Today's Political Rant

No one will ever give me credit for it but I think, back in the pre-Internet days of electronic bulletin boards, I was the first person to ever make an important point in online discussions. My friends and I used to refer to Mark's Rule, which is that you're not allowed to compare anyone to Hitler or Nazis unless they're actually committing mass murder and genocide. I think this is better that the version now being floated about, which says that you're not allowed to compare anyone to Hitler at all. If someone is going around and killing thousands of people, or even hundreds, I think it's okay to make a Nazi analogy or two.

A lot of people are upset because an Illinois senator suggested that certain actions in U.S prison camps could be mistaken for Nazi S.O.P. This is not exactly saying the perpetrators are equal to Nazis but it's close enough, I guess.

Dick Durbin's detractors are calling his remarks "treason" and demanding that he be kicked out of the senate or at least censured. Personally, I don't think spoken words alone ever constitute treason, and the demands for his ouster are empty political threats. It's like when someone loses a public battle on some issue and says, "You haven't heard the last of this! We're going to pass a Constitutional Amendment to reverse this." That almost always means you have heard the last of it. What's the current batting average for threatened amendments to our Constitution? I think it's like one in five hundred million. The stats for getting senators tossed out of office for what they say are about the same.

Might they get him censured? They shouldn't. But never underestimate the power of the right-wing wackos to force Republicans in Congress to occasionally act on their hysterics. (The Terri Schiavo matter will stand for some time as the shining example but it's by no means the only. By the way, right-wing wackos should not be confused with left-wing wackos, who are just as wacko though somewhat less effectual.)
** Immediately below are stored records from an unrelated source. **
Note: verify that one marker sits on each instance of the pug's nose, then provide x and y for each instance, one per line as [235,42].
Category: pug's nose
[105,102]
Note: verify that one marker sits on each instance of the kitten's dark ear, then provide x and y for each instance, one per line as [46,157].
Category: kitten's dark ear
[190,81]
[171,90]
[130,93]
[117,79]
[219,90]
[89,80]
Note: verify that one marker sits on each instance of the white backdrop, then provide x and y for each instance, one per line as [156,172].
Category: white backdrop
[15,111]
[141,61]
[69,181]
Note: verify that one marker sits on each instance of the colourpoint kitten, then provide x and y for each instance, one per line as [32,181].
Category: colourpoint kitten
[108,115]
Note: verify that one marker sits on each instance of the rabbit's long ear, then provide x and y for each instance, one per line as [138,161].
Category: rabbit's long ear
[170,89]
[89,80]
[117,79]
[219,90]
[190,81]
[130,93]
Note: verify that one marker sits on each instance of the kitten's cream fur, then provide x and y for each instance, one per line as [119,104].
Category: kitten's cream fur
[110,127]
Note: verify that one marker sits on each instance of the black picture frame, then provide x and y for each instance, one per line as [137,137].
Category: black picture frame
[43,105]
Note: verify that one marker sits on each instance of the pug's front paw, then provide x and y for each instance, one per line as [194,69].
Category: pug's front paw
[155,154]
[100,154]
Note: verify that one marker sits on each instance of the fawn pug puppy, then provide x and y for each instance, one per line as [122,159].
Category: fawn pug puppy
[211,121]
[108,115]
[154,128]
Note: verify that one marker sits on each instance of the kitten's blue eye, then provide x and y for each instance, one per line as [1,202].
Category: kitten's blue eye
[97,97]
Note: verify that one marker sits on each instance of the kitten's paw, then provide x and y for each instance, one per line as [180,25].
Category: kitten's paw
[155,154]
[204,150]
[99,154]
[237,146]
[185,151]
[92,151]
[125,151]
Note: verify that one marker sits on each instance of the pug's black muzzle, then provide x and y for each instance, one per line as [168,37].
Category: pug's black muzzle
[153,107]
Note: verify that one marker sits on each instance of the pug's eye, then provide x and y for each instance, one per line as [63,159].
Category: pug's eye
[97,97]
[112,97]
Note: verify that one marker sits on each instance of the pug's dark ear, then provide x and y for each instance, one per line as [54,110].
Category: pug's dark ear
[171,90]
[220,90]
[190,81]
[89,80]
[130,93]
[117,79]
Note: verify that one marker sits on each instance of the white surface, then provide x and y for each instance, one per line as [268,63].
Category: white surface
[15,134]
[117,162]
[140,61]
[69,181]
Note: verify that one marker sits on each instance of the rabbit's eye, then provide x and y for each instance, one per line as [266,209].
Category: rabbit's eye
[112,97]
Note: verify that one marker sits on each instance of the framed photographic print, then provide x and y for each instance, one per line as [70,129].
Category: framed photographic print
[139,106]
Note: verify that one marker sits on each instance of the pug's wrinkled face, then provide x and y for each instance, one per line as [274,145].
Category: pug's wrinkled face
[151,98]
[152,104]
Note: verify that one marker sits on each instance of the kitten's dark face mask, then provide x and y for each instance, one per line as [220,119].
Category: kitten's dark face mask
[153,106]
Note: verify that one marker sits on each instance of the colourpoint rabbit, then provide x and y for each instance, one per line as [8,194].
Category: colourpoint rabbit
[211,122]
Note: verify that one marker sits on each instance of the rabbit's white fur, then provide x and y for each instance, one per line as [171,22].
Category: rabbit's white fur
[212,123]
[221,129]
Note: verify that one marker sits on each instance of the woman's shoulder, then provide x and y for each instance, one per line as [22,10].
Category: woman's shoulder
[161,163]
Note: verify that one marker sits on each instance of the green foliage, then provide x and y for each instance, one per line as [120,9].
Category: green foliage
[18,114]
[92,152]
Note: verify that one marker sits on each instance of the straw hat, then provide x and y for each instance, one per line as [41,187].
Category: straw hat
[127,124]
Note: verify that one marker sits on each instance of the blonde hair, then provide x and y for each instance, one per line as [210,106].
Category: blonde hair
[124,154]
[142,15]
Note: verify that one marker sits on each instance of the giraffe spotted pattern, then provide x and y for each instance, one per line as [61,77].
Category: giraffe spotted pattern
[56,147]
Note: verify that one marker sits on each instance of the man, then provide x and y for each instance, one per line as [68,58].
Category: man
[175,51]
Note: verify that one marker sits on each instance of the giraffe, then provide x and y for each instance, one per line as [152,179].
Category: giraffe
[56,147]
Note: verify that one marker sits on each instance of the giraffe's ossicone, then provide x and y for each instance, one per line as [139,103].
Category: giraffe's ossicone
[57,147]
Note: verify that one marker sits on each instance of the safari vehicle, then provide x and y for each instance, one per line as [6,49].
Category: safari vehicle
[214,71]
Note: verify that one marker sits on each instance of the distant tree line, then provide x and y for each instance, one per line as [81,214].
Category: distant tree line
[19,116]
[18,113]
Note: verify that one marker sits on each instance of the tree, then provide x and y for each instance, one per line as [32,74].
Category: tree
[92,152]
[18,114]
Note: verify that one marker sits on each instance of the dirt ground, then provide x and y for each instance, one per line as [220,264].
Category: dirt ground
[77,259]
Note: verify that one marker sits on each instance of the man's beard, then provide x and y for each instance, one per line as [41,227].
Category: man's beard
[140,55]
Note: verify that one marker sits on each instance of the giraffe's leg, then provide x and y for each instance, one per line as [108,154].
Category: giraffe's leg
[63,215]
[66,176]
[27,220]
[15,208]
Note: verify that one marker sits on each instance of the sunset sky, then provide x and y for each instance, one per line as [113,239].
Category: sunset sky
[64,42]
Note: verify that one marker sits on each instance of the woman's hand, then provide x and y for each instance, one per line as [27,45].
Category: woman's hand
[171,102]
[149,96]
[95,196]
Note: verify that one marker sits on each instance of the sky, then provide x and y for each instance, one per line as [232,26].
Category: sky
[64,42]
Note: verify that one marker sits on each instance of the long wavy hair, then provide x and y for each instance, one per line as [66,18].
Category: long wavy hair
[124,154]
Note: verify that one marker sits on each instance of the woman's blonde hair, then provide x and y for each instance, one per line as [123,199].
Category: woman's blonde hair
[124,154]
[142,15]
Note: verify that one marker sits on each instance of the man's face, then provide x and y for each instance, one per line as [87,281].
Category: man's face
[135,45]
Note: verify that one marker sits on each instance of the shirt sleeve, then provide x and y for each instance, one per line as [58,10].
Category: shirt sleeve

Was Durbin in the wrong? Yeah, if for no other reason than that the public discourse is now over his choice of analogy, rather than the actual issue he was trying to get people to do something about. He was raising a very serious matter and one suspects that at least some of the folks now hammering him for the Nazi reference are doing so because it's easier — and probably more fun — to do that that to address the main charge. Otherwise, I think I agree with Andrew Sullivan, and that must mean something since I so rarely agree with Andrew Sullivan. We need to address the issue instead of shooting messengers. That's probably all Senator Durbin was trying to make happen and it's unfortunate that he used a few words that have gotten things off-topic.